I had a nice moment last night. I was round at a friends house for the evening, and he fed me some potent eggnog which would, later, result in me having the deepest sleep I’ve had this year, and at the end of it I was walking home through the night. It was a cold night, with a hint of fog clinging to the air, and it was strangely quiet. There were a few cars passing by, snaking their way down the roads with their red taillights streaming behind them like the bikes in Akira, and there were a few people milling around here and there. But it was quiet, and peaceful, and cold, and the whole world seem to press in on me.
When I was nineteen I moved from a flat in East Kilbride to a room in Glasgow with some friends from university. It was a tenement flat, with detailed cornices and windows that stretched all the way into the sky, and I had a room off a main road with a bar below it that always filled their bottle bin right as I was falling asleep. My first day in that flat I locked myself in my room and made it my own – unpacked my books and CDs, set up my typewriter, plastered the wall with posters – and that first evening my flatmate invited me out to a battle of the bands. It was a short walk to the ABC, and we listened to music and cheered along and had long life altering chats that only happen in the smoking area of venues. When the bands were done we filtered out into Sauchiehall Street to head home.
Between us entering and exiting the event, the sky had opened up and a thick layer of snow carpeted the road and pavement. The snow was still coming down in thick flakes, and we trudged our way back home, severely underdressed. The streets were silent, both with the lack of people and cars, but because the snow deadened everything, absorbing even our quiet chatter. Like last night the world was pressed in on me, as if we were the only things that existed. As if I was in a snowglobe.
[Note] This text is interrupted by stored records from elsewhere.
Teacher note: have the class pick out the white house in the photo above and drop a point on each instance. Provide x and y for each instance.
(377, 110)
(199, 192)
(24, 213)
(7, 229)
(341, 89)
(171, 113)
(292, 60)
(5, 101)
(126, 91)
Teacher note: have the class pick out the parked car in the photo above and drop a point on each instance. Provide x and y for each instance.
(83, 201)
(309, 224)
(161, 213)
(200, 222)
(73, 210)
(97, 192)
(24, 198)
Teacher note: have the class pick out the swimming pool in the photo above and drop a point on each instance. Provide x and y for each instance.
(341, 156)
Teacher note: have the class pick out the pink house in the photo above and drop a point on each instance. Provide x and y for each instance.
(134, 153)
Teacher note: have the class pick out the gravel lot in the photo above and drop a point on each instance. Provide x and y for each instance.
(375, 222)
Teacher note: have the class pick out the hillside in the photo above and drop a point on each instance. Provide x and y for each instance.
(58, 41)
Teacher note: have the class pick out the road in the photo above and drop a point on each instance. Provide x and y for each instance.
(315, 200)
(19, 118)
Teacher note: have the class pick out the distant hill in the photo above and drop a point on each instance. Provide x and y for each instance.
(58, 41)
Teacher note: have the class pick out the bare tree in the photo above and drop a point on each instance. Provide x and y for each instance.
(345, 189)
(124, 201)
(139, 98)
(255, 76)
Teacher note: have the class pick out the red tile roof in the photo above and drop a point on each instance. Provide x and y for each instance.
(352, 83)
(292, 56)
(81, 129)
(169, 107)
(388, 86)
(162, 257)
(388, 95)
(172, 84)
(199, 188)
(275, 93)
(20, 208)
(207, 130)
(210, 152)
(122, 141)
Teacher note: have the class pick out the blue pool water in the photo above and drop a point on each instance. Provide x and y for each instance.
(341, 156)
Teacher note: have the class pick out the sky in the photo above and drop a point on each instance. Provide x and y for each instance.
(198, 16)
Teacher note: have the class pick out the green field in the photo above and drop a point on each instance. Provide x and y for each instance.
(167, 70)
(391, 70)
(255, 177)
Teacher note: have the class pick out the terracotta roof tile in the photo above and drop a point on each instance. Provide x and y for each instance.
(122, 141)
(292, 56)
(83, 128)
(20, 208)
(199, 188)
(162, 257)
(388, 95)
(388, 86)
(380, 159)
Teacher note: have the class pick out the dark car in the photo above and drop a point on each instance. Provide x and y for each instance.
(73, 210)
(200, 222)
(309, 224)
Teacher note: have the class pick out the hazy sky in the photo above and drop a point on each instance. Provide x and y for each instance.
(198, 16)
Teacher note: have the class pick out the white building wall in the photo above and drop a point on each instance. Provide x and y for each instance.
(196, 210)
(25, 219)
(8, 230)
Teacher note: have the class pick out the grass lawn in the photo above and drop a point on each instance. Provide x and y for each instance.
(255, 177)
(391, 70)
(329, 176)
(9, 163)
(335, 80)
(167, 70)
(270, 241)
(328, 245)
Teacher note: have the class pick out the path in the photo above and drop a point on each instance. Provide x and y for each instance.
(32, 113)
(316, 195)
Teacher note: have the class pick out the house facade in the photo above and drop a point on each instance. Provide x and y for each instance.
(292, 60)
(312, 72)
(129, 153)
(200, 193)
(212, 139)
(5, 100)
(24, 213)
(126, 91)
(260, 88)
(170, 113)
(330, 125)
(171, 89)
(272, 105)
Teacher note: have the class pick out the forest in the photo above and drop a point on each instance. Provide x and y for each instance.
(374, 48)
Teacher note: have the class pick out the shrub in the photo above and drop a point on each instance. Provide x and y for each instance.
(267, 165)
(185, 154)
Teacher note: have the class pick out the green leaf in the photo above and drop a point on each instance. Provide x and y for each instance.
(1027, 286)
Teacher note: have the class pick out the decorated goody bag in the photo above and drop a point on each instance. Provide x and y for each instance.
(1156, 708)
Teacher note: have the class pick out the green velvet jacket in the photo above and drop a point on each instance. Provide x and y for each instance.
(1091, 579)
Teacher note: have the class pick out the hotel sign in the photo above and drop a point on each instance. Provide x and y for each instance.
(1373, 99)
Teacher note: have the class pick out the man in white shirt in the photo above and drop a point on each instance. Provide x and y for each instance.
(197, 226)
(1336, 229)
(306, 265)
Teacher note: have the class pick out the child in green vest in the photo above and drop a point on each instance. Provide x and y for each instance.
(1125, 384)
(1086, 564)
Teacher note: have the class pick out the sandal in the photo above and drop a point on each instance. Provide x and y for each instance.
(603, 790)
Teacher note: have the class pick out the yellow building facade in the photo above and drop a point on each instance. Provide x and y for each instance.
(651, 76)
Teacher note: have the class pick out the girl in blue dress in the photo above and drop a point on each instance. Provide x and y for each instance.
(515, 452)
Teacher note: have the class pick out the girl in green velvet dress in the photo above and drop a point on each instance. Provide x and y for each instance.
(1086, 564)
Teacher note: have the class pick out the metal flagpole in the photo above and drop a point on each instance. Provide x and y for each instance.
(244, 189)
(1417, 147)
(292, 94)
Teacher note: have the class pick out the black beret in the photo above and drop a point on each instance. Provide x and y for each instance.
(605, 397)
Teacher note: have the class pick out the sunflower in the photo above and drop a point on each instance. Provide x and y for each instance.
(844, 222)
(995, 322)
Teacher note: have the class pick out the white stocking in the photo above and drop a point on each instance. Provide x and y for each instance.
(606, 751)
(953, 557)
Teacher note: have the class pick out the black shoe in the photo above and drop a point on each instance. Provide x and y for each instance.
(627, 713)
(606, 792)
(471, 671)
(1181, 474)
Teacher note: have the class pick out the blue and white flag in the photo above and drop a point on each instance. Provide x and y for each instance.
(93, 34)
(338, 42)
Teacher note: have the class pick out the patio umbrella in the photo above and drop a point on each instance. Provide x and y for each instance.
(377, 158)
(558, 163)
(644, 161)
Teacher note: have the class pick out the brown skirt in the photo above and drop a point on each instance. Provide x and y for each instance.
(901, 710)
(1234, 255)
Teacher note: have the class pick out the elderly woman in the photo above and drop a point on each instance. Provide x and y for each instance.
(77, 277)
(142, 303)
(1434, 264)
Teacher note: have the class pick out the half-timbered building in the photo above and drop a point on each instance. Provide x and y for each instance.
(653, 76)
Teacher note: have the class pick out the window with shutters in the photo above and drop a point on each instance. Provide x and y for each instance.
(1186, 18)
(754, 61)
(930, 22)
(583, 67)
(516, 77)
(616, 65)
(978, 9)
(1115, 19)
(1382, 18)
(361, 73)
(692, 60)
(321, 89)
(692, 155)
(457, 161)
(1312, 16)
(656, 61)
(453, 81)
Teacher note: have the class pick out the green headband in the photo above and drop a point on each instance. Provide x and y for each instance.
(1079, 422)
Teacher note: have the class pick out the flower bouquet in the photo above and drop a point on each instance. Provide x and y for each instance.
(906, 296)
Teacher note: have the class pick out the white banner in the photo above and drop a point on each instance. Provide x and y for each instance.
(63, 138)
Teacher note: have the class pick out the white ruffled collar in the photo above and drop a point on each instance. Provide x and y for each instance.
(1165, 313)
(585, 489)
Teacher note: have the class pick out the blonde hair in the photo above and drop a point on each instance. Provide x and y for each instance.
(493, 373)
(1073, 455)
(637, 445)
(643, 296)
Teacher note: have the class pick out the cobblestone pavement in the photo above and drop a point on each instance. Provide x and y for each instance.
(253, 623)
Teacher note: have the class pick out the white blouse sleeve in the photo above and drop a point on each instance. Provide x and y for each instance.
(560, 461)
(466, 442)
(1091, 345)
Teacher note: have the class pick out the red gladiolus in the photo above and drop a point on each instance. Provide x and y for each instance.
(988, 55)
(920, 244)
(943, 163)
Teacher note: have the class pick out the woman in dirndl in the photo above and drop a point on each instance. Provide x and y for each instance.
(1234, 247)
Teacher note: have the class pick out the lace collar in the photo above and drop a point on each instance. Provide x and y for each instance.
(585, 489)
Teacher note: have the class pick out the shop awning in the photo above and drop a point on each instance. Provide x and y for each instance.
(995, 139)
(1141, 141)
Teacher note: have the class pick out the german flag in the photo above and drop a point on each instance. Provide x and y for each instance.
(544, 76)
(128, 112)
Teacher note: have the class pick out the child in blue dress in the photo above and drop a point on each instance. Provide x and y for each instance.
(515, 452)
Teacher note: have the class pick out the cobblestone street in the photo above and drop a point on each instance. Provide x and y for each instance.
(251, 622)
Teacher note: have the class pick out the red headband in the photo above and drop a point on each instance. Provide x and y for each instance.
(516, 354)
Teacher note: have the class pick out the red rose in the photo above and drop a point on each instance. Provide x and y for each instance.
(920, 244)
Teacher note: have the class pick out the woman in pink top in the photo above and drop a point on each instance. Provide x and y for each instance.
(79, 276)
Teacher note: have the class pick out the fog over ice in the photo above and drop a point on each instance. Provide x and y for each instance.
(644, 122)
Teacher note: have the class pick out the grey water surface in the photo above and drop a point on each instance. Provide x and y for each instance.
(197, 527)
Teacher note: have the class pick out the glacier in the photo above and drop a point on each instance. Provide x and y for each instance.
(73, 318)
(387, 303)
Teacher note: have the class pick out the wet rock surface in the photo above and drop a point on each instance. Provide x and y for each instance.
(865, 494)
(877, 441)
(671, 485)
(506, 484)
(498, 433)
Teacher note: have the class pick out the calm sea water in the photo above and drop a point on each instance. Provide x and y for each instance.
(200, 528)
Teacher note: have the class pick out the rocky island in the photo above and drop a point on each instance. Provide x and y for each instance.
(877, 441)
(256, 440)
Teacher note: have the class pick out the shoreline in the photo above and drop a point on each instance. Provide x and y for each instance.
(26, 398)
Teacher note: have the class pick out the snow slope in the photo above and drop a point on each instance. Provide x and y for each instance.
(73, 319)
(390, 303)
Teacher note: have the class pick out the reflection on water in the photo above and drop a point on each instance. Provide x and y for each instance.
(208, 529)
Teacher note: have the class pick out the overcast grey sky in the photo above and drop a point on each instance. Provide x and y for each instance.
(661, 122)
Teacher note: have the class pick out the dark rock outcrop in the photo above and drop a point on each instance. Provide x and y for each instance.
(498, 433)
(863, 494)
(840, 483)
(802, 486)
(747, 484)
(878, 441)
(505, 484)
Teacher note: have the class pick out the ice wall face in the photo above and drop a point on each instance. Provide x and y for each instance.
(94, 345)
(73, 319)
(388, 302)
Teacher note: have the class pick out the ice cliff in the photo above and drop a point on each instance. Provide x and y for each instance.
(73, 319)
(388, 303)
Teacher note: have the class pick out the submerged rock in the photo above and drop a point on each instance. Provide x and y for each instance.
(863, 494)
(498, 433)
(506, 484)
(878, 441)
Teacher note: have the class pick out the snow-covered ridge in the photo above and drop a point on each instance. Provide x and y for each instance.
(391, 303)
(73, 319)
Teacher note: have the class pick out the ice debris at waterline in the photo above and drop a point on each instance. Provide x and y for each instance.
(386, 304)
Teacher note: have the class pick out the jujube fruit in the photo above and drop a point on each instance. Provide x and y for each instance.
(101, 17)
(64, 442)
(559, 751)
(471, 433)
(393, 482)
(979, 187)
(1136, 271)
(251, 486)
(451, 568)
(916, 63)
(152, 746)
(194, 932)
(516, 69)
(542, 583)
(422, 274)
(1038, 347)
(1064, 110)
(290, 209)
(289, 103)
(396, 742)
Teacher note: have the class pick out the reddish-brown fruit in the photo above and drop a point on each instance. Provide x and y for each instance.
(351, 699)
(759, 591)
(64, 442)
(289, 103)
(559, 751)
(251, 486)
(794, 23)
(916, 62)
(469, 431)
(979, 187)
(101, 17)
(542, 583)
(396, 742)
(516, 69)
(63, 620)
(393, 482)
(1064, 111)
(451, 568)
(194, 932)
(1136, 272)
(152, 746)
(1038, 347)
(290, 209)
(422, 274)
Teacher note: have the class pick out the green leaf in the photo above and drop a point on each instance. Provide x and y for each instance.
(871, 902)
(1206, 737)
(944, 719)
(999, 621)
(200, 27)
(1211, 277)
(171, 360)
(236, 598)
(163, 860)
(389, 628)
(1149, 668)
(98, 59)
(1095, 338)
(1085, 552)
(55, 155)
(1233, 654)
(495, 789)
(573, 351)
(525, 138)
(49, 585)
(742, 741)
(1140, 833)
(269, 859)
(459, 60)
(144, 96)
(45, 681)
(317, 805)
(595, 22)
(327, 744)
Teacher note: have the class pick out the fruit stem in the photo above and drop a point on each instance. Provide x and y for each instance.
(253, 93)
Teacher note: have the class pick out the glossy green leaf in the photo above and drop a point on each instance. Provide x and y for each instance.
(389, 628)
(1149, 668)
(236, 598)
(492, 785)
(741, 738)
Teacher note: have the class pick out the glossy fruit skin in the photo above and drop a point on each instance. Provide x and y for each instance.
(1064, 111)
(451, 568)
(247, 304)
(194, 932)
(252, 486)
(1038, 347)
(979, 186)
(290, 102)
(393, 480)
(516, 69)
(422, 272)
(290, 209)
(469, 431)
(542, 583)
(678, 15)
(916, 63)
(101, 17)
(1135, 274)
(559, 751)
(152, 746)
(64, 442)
It wasn’t snowing last night, but it would’ve been nice if it was. But for a while the world only existed for me. And not the me that’s in my head – fizzing, thinking, worrying, planning, fretting, etc – but a me that was outside of myself. A calming moment that reminds me why I actually love this season so much. I had the dark, I had the twinkling lights of other people’s trees, and the cold, and my soft footsteps.